I had undergone robotic surgery at Addenbrookes Hospital in the UK, but Dr Donavanik wasn’t convinced that there was much advantage to this type of surgery when compared to open surgery; apart from less blood loss and recovery time. He indicated that each case had to be looked at separately, and the next significant advance in treatment would likely be through immunotherapy, boosting the body’s natural defences to kill cancer cells. His specialism, when the cancer is still contained within the prostate gland, is Brachytherapy, a treatment where radioactive iodine 125 seeds are implanted directly into the prostate tissue. The doctor explained, there are two types of this treatment, ‘high dose,’ where the seeds are planted temporarily and then removed, and ‘low dose,’ which are implanted for a short time, never removed and lay dormant after the radiation levels have depleted. He uses the latter.
He poured the tiny titanium seeds from a jar into his hand, the same metal that giant jet engine fan blades are made from! I held one, so small, nothing like I expected!
He went on to explain. They are placed one by one through individual implant catheters, into the prostate tissue. Precision is crucial and an ultrasound probe inserted through the anus, helps the surgeon steer each seed to its final destination. Placement can be so exact that nerve bundles that control erectile function and urinary incontinence can be spared damage and cancer targeted in particular areas of the gland.

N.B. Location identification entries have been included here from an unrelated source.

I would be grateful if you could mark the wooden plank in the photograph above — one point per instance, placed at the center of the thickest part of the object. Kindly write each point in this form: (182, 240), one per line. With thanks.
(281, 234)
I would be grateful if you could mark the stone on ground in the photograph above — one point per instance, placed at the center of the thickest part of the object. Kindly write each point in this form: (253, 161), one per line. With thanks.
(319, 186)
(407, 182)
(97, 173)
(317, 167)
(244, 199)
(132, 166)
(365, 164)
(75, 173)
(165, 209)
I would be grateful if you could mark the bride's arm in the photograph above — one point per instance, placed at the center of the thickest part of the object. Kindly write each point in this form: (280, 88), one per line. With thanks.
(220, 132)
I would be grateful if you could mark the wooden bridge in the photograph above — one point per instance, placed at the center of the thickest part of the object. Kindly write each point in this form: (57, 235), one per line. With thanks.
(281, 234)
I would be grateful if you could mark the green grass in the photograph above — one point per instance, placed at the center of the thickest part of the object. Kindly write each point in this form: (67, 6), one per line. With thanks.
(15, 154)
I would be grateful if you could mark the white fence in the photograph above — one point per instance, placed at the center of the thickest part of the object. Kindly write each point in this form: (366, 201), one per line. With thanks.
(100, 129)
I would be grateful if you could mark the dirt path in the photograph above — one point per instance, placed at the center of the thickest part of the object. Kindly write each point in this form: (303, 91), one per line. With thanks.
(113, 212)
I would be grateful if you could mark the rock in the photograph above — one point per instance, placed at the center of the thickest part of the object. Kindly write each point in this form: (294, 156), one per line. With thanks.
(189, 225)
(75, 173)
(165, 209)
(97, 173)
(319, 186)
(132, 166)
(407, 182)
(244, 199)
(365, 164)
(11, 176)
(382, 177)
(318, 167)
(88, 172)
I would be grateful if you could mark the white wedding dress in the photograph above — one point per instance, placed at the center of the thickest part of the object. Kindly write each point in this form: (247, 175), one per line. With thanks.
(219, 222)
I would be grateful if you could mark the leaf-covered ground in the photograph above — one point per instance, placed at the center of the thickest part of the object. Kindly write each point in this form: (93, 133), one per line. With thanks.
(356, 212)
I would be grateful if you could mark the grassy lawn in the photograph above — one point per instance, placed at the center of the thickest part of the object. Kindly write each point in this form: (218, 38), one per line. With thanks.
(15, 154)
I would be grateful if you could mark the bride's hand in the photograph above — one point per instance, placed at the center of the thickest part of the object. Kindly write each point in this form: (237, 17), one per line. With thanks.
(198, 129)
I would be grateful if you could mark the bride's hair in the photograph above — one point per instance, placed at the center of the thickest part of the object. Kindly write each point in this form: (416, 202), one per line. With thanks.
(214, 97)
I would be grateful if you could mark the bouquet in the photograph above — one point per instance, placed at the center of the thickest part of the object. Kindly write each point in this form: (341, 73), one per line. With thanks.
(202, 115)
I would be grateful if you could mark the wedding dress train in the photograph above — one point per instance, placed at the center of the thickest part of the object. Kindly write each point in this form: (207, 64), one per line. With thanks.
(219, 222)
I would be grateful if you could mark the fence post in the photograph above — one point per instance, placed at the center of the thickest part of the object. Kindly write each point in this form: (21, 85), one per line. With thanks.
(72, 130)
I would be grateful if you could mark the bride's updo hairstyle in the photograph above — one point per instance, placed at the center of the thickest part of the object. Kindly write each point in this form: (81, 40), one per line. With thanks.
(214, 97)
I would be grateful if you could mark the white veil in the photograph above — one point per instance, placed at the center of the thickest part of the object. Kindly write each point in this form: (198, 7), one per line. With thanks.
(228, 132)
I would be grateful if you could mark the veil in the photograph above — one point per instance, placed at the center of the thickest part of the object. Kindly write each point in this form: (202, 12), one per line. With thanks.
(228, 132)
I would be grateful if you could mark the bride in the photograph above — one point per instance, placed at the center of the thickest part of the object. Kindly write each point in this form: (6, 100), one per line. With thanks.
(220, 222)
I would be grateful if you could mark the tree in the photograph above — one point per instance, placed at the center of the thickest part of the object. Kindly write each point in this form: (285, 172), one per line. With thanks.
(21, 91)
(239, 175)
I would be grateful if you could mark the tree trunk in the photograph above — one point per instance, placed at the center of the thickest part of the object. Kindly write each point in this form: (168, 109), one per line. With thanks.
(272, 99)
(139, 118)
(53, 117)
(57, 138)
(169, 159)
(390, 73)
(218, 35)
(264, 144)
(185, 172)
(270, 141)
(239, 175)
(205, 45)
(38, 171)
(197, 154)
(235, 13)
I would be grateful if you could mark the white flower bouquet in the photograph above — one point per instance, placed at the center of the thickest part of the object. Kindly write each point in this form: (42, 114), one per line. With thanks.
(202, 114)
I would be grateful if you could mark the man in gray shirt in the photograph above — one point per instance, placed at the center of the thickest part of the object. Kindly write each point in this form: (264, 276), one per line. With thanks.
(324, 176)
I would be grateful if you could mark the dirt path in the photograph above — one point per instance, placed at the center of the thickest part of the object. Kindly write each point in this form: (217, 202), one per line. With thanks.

The success rate for this procedure is in the mid to high 90s, and its popularity is growing fast.
Dr Donavanik was very optimistic when talking about the future of cancer treatment. Progress made in trials is always pushing the boundaries, and new or improved treatments are being developed every year.
One in 8 men will eventually be diagnosed with prostate cancer in their lifetime. So when you’re in a bar next, look around, see the crowd chatting and laughing. But likely, many of those men are blissfully unaware of the time bomb they are carrying, and yes, you could be one of them! It’s a lottery, like most other diseases, and if you’re lucky, you’ll avoid them all, but with prostate cancer, you just need a little basic awareness and the will to have that annual blood test.
That means, from the age of 40, you have regular PSA (prostate specific antigen) testing. I did that seven years ago because my father had died of the disease some twenty years before, so I knew my risk was much higher. Go to any of Bangkok’s modern hospitals and ask for a PSA test. They can usually do it straight away, taking a small blood sample and you’ll get the result within an hour. It could be the best 1,000B you ever spend! But don’t forget, even if you are within limits, write that figure down, get it out next year and compare the two. They should be almost the same. If the amount has doubled, see a specialist, it could save your life!
Daniel Sencier was born in London 1951, the son of Belgian/Irish parents who settled in England after the war. He spent his childhood being raised by his grandmother in the Republic of Ireland, before moving to go to school in England. He is married to Beverley, who is Head of an International School in Bangkok, and they have eight children between them.
After service in the military, aircraft and hotel industries, he retired to further his education at the University of Cumbria. He successfully completed a Bachelors Degree in Wildlife & Media, and qualified as an English teacher. Now in Bangkok Daniel is organiser of the ‘Bangkok English speakers lunch group’, encouraging others to improve their English and explore this wonderful city.